Seizième épisode : Un dimanche matin à l'Elysée.



      Le coup d’état se fit très simplement.
      Le samedi soir, de retour de Bruxelles, Martine Aubry avait regagné ses appartements de l’Elysée pour achever la soirée en compagnie de Jean-Louis Brochen. Le lendemain matin, en les quittant pour se diriger vers son bureau, elle eut la surprise de trouver dans l’antichambre le général Coëtlogon, commandant la place de Paris, qui l’attendait à la tête d’un groupe d’une dizaine de gardes républicains. A son entrée, les hommes se mirent au garde-à-vous. Le général salua la Présidente et s’approcha d’elle avec toutes les marques du respect.
-      Madame le Président, je vais vous demander de bien vouloir nous suivre.
-      Vous plaisantez, général !
-      Nullement, madame le Président. Je suis au regret de devoir vous mettre aux arrêts. Le palais est sous notre contrôle, ainsi que l’hôtel Matignon, Beauvau et les principaux ministères. Il n’y a rien que vous puissiez faire, sinon nous suivre. Ne vous inquiétez pas, votre résidence vous attend déjà.
La Présidente, partagée entre l’incrédulité et la rage, ne savait quelle contenance adopter.
-      Votre conduite est inqualifiable, général. Je vous ordonne de vous reprendre.
-      Je crois que vous ne comprenez pas bien la situation, madame le Président.
Sur un geste du général, les gardes entourèrent une Martine Aubry au visage blême. Guidés par l’officier, la Présidente et son escorte se dirigèrent vers la cour d’honneur. Le palais était désert, hormis de loin en loin un garde républicain en uniforme et le fusil au pied qui, à l’approche du groupe, présentait impeccablement les armes. Dans les couloirs vides aux moulures dorées où l’on n’entendait que le bruit rythmé des pas, la scène avait quelque chose de spectral. Dans la cour, quelques gardes républicains armés de fusil semblaient surveiller les entrées. Garée devant le perron, une C6 noire attendait. Derrière elle, il y avait un fourgon bleu aux vitres grillagées, vide. Près de la voiture, un colonel de gendarmerie se mit au garde-à-vous à l’arrivée de l’escorte présidentielle, salua, ouvrit la portière arrière. Le général s’approcha de Martine Aubry.
-      Madame le Président, si vous voulez bien monter.
La Présidente commençait à prendre conscience de la situation.  Jusque là, envahie par la colère et l’ahurissement, elle avait été incapable de complètement réaliser ce qui lui arrivait ni de ressentir de la peur.
-      Que va-t-il arriver, maintenant, général ?
-      Vous allez être emmenée à Villacoublay et, de là, au fort de Brégançon où vous serez assignée à résidence. Vous n’avez rien à craindre, je vous l’ai dit.
-      Qu’est devenu le Premier ministre ?
-      Il doit être en route vers la Lanterne, où il sera lui aussi placé en résidence surveillée.
-      Vous êtes fou, général. Tout ceci va vous coûte très cher.
-      La situation exige des mesures d’exception, madame le Président. Je vous prie respectueusement de bien vouloir monter.
Martine Aubry comprit qu’elle ne pouvait qu’obéir.
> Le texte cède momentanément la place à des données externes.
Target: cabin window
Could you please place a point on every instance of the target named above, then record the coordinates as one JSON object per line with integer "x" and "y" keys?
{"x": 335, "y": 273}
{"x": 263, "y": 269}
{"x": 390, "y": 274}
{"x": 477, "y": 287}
Elle s’installa sur le siège arrière. Le colonel ferma la portière. L’un des gardes fit le tour de la voiture, ouvrit la portière avant, s’installa au volant. Les autres montèrent dans le fourgon qui stationnait derrière la C6. Le colonel vint s’asseoir à côté de sa prisonnière.
Le général salua.
-      Je vous souhaite un bon vol, madame le Président.
Excédée, Martine Aubry tenta d’avoir le dernier mot.
-      « Madame la Présidente », je vous prie, général !
-      Je suis au regret, madame le Président : il n’appartient pas à l’exécutif de régenter la grammaire.
La C6 démarra, roula jusqu’à la sortie et disparut, imitée par le fourgon bleu nuit. Le général suivit des yeux les véhicules. Puis, il sortit un portable de sa poche et composa un numéro.